Fortunately before too long, Sal decided it was time to do something different, something that, if she did it, would mean she could make sure all was healthy and safe enough and yet still enjoy the events she was responsible for.

So here’s what we did, and to many it’ll seem like common sense, but when you’ve been a worrier, sometimes it can take a little help to see a way through to a more calm way of life.

We sat down and wrote a list of all the things she thought she needed to check at the venue. It started out as a very long list! But then, as we went through it item by item and keeping only those things that really mattered, and letting go of all those that made very little difference, the list became smaller and smaller.

We did need to negotiate a few items, but when I asked the question “What would actually happen if you didn’t have that exactly the way you think it should be?” she began to realise that a lot of things she was worried about didn’t matter much at all, and only some of them were truly important.

Now Sal just goes around with her much shorter and very manageable list, running through it from top to bottom, inside and outside too. She ticks off each item that’s OK, having realised that so many things don’t need to be perfect, just workable.

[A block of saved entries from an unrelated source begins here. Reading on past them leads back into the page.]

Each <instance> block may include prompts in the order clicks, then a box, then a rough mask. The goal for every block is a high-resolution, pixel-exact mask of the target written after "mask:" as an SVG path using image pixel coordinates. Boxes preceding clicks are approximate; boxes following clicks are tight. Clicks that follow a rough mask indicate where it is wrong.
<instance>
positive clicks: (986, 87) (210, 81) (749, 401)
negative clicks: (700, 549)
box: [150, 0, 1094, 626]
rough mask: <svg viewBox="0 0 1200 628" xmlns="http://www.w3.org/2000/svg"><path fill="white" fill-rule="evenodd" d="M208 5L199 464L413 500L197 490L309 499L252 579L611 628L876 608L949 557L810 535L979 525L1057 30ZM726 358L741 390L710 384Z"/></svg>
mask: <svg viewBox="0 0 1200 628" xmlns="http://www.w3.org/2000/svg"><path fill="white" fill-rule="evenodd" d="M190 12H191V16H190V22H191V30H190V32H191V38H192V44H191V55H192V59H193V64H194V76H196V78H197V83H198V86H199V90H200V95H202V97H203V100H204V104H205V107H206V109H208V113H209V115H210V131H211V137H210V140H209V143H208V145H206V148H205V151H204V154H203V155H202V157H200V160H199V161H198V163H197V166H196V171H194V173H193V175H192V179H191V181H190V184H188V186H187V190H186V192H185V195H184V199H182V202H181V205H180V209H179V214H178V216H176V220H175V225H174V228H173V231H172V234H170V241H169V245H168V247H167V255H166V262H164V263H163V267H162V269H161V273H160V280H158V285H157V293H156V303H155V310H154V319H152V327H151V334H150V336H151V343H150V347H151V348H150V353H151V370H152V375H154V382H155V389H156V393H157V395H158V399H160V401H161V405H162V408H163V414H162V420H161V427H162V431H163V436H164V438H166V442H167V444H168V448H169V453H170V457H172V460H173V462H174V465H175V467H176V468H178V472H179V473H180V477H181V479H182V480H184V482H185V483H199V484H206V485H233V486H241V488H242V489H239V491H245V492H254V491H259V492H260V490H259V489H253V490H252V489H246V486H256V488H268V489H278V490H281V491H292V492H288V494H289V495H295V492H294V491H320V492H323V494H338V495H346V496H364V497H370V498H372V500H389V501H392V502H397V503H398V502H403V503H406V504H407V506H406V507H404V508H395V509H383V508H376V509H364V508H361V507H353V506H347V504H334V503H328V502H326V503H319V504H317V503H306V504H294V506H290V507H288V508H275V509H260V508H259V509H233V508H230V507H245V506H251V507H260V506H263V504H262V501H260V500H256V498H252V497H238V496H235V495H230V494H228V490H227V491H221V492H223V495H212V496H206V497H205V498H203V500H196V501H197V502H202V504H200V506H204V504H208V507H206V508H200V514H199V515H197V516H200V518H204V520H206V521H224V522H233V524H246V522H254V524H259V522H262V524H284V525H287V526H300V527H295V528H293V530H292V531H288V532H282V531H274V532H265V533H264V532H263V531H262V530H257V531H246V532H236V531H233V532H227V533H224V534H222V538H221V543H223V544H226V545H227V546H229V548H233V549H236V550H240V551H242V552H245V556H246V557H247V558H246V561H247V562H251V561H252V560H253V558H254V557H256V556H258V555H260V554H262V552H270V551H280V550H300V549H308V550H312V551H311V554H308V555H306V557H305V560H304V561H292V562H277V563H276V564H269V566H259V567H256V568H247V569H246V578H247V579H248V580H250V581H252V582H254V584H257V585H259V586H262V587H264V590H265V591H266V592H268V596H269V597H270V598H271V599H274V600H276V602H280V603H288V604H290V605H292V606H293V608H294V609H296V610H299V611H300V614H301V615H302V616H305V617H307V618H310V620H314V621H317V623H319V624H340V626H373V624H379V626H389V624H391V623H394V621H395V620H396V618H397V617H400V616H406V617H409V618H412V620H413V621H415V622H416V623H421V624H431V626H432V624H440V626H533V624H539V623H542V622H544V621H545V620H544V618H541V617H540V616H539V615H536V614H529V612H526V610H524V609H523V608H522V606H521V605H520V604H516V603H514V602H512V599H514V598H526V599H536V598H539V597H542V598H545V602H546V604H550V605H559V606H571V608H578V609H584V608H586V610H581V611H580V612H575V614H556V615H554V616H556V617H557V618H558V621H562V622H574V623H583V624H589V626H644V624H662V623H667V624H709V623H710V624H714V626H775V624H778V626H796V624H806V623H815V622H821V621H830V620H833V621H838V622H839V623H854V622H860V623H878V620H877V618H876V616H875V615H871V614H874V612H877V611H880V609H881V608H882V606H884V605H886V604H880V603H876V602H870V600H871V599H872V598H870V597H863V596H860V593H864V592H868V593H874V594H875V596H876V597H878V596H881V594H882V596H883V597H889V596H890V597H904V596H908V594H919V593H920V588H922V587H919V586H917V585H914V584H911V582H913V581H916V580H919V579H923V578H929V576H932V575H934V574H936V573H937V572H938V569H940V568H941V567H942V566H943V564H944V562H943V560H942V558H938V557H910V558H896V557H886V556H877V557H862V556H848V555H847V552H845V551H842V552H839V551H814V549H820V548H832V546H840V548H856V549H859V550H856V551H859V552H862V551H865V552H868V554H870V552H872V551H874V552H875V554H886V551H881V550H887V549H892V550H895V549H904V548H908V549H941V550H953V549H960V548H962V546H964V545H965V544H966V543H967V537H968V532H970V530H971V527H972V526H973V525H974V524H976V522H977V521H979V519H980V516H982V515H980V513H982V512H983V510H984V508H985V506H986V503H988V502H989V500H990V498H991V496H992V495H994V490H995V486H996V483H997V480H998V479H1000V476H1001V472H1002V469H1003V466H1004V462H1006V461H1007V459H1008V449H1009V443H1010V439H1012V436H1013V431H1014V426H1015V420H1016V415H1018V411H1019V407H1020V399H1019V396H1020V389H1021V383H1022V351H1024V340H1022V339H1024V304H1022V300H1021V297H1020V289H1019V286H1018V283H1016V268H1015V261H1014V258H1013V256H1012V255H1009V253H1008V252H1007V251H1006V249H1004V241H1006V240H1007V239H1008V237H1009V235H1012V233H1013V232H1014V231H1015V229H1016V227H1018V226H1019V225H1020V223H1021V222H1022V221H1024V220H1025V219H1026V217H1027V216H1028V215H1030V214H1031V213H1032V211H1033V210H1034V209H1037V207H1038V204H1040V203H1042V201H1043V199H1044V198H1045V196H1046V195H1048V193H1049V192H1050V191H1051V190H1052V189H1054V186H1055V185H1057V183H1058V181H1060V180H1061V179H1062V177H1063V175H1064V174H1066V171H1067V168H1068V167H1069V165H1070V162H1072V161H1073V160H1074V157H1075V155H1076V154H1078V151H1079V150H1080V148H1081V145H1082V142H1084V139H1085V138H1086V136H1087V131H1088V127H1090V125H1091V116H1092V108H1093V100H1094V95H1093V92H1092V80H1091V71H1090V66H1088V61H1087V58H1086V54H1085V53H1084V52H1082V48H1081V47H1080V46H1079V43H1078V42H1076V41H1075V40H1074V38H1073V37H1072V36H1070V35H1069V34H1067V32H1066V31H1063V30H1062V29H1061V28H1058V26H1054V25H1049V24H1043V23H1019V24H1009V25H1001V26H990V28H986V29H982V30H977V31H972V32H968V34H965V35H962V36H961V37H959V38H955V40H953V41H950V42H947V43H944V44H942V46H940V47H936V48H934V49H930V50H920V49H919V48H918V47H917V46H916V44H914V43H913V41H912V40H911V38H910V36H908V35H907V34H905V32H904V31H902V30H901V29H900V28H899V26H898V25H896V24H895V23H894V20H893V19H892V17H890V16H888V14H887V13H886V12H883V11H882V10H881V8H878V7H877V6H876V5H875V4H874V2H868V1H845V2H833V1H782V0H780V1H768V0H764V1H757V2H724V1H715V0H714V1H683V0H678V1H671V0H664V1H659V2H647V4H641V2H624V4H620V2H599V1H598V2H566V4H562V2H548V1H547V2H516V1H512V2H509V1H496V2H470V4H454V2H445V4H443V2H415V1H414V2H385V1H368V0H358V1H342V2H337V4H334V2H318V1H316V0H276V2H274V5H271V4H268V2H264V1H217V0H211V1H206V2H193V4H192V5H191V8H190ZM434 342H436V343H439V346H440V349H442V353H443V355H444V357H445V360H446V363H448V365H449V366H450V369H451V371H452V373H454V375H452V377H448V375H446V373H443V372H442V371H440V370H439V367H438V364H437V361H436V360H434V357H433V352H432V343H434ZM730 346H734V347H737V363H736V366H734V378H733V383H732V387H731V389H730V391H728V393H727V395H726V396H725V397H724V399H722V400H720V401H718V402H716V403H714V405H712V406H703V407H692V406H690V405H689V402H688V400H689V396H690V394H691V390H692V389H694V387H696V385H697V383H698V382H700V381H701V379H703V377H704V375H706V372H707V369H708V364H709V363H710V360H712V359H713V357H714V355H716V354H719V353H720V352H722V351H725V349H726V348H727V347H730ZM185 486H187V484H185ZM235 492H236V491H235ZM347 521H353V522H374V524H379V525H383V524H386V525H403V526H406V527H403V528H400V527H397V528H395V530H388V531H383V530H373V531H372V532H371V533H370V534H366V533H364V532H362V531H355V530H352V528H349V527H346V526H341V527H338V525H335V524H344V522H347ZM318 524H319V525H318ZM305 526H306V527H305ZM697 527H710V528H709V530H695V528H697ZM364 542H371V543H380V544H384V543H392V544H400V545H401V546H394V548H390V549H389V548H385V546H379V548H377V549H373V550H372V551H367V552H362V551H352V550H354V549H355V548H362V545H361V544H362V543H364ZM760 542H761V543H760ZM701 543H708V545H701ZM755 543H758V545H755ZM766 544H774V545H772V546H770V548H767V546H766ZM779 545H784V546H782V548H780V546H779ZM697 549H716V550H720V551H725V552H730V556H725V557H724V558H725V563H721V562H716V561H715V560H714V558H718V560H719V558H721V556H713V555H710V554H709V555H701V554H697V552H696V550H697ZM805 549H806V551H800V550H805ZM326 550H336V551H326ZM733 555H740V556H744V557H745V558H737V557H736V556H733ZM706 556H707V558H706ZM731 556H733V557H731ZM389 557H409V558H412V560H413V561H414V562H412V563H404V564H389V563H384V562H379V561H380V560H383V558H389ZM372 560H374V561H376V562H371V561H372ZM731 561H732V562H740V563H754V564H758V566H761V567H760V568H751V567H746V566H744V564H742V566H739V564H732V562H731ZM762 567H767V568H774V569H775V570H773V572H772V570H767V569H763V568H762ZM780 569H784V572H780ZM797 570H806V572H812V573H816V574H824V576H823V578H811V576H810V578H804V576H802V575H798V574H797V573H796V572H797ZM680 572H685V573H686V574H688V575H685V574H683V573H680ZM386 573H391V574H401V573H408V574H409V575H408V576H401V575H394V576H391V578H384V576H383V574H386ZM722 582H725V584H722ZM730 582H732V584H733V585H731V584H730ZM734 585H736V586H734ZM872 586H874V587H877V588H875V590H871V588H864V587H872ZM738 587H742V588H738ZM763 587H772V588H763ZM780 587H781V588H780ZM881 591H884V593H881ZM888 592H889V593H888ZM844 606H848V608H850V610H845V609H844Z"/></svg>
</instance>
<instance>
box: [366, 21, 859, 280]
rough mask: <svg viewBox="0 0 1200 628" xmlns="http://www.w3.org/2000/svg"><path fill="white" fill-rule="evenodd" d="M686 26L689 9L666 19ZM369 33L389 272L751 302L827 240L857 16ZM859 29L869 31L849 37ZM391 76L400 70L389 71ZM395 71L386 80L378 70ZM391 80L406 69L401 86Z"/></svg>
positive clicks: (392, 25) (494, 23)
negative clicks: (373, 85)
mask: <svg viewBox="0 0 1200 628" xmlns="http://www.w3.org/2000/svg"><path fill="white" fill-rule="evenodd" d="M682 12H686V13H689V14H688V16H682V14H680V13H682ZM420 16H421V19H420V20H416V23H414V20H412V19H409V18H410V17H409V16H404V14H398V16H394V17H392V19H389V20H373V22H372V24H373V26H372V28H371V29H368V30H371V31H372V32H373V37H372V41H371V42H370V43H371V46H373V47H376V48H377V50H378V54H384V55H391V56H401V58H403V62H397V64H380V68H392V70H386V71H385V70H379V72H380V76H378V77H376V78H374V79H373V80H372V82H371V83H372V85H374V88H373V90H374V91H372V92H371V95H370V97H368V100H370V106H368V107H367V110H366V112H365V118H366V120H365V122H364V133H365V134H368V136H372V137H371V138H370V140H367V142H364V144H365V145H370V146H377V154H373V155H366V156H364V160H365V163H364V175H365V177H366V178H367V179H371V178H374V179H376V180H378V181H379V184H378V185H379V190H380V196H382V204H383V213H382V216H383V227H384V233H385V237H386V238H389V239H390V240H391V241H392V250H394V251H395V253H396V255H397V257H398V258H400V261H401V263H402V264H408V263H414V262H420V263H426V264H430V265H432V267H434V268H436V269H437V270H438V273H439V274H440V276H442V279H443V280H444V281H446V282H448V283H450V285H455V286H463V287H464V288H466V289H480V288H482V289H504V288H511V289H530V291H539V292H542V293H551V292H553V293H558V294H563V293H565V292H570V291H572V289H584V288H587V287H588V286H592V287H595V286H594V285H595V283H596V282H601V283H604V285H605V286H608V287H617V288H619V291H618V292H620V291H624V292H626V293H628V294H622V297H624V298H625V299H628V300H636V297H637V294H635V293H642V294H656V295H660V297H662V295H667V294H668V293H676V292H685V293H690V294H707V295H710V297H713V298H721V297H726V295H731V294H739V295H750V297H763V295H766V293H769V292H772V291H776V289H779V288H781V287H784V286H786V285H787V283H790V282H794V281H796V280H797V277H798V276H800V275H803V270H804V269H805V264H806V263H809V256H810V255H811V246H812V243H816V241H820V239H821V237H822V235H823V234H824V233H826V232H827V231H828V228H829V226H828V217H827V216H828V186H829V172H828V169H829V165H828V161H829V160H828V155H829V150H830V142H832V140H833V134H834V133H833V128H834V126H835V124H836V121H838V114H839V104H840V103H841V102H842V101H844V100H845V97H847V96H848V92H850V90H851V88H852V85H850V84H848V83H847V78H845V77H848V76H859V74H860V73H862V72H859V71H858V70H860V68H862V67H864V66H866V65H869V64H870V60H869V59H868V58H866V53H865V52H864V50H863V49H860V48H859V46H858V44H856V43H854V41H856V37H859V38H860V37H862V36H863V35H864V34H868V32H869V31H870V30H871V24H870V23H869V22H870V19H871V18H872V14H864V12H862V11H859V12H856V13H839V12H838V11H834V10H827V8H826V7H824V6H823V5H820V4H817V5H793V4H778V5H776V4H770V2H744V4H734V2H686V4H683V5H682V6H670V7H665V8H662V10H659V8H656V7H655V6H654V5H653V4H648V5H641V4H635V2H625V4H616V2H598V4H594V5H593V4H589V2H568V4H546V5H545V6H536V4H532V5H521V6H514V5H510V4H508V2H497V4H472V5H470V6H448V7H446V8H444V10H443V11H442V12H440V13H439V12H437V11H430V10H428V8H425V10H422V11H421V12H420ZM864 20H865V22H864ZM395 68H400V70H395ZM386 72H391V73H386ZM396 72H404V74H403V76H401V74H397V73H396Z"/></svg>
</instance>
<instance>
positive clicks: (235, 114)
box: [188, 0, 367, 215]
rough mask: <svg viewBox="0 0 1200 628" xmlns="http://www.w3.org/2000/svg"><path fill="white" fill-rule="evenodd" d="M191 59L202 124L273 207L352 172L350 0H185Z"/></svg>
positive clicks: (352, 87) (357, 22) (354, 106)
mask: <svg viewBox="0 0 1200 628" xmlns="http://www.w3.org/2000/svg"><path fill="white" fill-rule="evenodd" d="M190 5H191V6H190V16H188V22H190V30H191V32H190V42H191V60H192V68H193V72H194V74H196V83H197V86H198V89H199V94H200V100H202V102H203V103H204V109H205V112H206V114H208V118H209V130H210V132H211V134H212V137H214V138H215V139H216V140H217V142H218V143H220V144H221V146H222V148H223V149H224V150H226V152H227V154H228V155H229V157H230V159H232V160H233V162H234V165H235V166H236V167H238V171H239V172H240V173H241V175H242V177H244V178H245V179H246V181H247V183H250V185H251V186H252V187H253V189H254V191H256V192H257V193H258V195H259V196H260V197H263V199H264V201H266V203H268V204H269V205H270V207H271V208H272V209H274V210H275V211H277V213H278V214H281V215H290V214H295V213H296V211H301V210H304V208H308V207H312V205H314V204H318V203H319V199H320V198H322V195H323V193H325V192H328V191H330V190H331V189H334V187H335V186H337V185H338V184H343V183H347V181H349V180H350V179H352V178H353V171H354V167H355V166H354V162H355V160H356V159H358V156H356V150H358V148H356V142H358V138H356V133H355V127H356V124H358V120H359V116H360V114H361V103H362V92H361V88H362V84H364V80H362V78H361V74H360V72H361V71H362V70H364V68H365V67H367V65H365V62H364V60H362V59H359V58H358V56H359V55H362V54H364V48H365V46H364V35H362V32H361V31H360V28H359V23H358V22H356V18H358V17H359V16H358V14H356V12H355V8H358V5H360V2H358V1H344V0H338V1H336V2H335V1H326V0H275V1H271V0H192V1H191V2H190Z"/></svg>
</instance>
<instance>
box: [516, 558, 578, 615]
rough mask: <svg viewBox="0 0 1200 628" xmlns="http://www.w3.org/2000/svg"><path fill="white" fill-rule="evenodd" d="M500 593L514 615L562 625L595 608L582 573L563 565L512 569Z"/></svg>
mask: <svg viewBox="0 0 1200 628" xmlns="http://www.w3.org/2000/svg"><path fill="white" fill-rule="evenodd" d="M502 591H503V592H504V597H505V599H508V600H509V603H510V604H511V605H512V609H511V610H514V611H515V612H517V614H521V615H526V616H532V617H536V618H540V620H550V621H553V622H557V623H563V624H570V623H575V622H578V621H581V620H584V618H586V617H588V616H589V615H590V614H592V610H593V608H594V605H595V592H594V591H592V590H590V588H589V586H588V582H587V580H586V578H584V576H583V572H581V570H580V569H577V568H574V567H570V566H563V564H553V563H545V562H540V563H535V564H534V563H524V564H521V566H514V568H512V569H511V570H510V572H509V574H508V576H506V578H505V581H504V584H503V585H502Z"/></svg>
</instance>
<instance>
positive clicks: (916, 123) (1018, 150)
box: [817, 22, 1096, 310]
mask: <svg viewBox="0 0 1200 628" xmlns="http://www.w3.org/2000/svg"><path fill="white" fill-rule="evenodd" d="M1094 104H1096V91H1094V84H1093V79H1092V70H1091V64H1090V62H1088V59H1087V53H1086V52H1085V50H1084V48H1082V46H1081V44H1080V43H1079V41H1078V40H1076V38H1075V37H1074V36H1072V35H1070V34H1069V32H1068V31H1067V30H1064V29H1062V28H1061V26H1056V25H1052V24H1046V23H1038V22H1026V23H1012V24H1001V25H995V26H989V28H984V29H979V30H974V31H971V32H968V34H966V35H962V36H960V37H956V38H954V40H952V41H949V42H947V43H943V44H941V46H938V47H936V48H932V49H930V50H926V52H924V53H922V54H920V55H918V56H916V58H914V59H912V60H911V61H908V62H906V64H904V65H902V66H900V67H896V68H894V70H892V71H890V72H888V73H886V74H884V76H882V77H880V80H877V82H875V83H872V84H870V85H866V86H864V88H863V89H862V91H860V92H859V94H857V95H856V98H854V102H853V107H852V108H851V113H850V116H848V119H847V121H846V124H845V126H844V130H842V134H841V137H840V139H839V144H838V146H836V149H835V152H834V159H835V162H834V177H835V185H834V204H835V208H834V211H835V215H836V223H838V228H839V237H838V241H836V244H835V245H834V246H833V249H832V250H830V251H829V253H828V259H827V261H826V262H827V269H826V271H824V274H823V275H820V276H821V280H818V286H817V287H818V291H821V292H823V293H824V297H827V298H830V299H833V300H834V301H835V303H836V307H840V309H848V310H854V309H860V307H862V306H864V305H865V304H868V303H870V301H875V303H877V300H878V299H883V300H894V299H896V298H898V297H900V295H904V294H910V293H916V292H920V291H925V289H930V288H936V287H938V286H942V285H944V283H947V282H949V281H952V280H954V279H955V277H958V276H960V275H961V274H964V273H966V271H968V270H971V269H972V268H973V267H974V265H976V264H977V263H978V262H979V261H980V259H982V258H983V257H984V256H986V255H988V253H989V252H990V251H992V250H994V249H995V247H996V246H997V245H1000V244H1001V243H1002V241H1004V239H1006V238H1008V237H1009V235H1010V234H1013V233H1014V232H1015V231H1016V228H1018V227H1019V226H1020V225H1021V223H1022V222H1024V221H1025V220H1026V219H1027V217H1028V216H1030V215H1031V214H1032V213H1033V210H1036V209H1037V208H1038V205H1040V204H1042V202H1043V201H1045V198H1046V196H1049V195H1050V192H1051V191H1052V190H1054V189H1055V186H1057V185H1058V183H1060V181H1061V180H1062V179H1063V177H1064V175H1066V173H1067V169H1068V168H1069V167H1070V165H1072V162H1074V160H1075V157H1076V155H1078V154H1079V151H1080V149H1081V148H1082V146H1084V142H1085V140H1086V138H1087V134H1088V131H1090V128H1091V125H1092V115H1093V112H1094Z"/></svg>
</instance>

For anything that does need some attention – we all know things do from time to time – she notes down the problem, and what she’s going to do right now to work around it.

Just as an example, recently the edge of the carpet near one of the doors came loose. But this time instead of panicking that a child might trip up and hurt themselves and have to go to hospital and then the centre might get sued and its reputation damaged , she simply got some black and yellow hazard tape, firmly taped down the loose edge and made a note of what she’d done.

She also now leaves a note for the caretaker so he can come along later, when the event is over and the space is empty, and make an adjustment or proper repair, and that’s exactly what he did with the carpet.

Now if you met Sal, you’d wonder if I’d been describing the same person. She’s relaxed and so much more in control. And instead of being at the mercy of what’s going on in her head, she gets to enjoy what’s going on around her instead.

That’s not to say she doesn’t get anxious from time to time, but now she knows all she has to do is ask herself if it’s really that important, and if it is, what she can do to solve it now, and if that’s not practical right now, how to work around it, knowing that she, or the caretaker, can sort it out later when everything’s quieter.

Remember, whilst the future can be seriously sabotaged by our present fears, it’s also supported by and spun from our present actions.

Worriers dwell on future failure, whilst warriors get busy now to build future success.